Разумеется, не это любопытно в твоем письме, а та своего рода подозрительность и прозорливость, благодаря которым ты угадываешь многое. Ты, например, заявляешь, что Жак, несомненно, стар, холоден, сух и весь пропах табаком. Предположения отчасти верные: мой жених уже не первой молодости, с виду он спокоен и серьезен, курит трубку. Видишь, как хорошо для меня, что Жак богатый человек, — иначе, наверное, матушка не потерпела бы ни трубки, ни табачного запаха.

Когда я увидела его в первый раз, он курил, а из-за этого мне всегда приятно видеть его с трубкой в руках и в той самой позе, в какой он был тогда. Мы встретились у Борелей. Я говорила тебе, что господин Борель был уланским полковником — во времена Другого, как говорят здешние крестьяне. Жена Бореля никогда и ни в чем ему не противоречила и, хотя терпеть не могла трубки, скрывала свое отвращение, а потом постепенно привыкла и теперь без труда с ней мирится. Мне не надо будет вдохновляться этим примером, чтобы быть снисходительной к мужу. Я не питаю отвращения к запаху табака. Эжени Борель разрешает мужу и всем его приятелям курить и в саду, и в гостиной, и всюду, где им вздумается, и она правильно поступает. Женщины обладают удивительным талантом доставлять неудобства и стеснять мужчин, которые их любят, а все потому, что капризницы не желают сделать маленькое усилие над собой и приноровиться к мужниным вкусам и привычкам. Наоборот, они заставляют мужей приносить множество мелких жертв, чувствительных, однако, в домашнем быту как булавочные уколы, и мало-помалу семейная жизнь становится невыносимой… О, представляю себе, как ты хохочешь и восхищаешься моими сентенциями и благими намерениями. Что поделаешь! Я готова одобрить все, что приятно Жаку, и если будущее оправдает твои насмешливые предсказания, если когда-нибудь мне придется разлюбить все, что мне нравится в нем сейчас, то я хоть познаю счастье в медовый месяц.

Образ жизни Борелей ужасно скандализирует местных ханжей. Эжени смеется над ними; ведь она счастлива, любима мужем, окружена преданными друзьями да еще и богата — обстоятельство, которому она обязана вниманием самых ярых легитимистов, время от времени ее навещающих. Даже моя матушка принесла свою гордость в жертву этому соображению, так же как она жертвует ею в своих отношениях с Жаком, и именно у госпожи Борель она учуяла и выследила богатого жениха для своей бесприданницы дочери.

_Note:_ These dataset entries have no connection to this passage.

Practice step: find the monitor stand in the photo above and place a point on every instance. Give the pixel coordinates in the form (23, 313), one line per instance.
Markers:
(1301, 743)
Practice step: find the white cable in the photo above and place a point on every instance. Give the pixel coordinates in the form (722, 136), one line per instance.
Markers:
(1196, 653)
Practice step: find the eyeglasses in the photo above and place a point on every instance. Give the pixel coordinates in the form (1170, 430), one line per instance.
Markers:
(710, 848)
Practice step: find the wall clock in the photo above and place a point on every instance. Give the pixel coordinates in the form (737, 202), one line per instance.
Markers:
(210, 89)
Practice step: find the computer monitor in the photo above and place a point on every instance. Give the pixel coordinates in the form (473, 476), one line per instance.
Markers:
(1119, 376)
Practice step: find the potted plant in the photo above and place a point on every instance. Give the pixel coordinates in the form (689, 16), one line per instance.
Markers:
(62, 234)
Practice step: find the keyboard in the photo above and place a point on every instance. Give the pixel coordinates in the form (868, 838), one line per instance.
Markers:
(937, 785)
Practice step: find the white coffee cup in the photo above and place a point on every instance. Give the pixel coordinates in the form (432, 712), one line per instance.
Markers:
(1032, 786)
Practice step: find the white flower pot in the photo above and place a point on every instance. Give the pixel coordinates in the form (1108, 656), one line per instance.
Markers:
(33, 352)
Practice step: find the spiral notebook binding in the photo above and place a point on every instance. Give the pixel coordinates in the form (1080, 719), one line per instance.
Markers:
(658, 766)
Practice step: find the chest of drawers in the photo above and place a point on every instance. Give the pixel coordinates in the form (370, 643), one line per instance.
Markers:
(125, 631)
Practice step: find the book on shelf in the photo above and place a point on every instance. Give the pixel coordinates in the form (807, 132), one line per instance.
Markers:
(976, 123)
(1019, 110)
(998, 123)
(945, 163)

Ну вот, опять я невольно принялась высмеивать маменьку. Право, какая же я еще школьница! Жаку придется заняться моим исправлением, а ведь Жак не из смешливых. Теперь же следовало бы тебе, противная, журить меня, а не насмешничать вместе со мной!..

Так вот, я тебе говорила, что первый раз увидела Жака у Борелей. Уже за две недели до этого у них только и было разговору, что вот скоро приедет капитан Жак, офицер, вышедший в отставку после того, как он получил в наследство миллион. Моя матушка широко раскрывала глаза и вся обращалась в слух, впивая магическое слово «миллион». У меня же это богатство вызвало бы сильное предубеждение против Жака, если б не удивительные рассказы Эжени и ее мужа — в них только и речи было, что о храбрости Жака, о великодушии Жака, о доброте Жака. Правда, ему приписывали и кое-какие странности. Но мне так и не удалось получить сколько-нибудь вразумительное объяснение этих странностей, и я напрасно ищу теперь, что же в его характере и манерах могло дать повод к такому мнению. Этим летом мы пришли однажды вечерком к Эжени Борель; мне думается, матушка учуяла, что в воздухе пахнет выгодной партией. Эжени с мужем вышли нам навстречу со стороны двора. Нас усадили в гостиной, в нижнем этаже, я села у окна, занавески которого были полураздвинуты.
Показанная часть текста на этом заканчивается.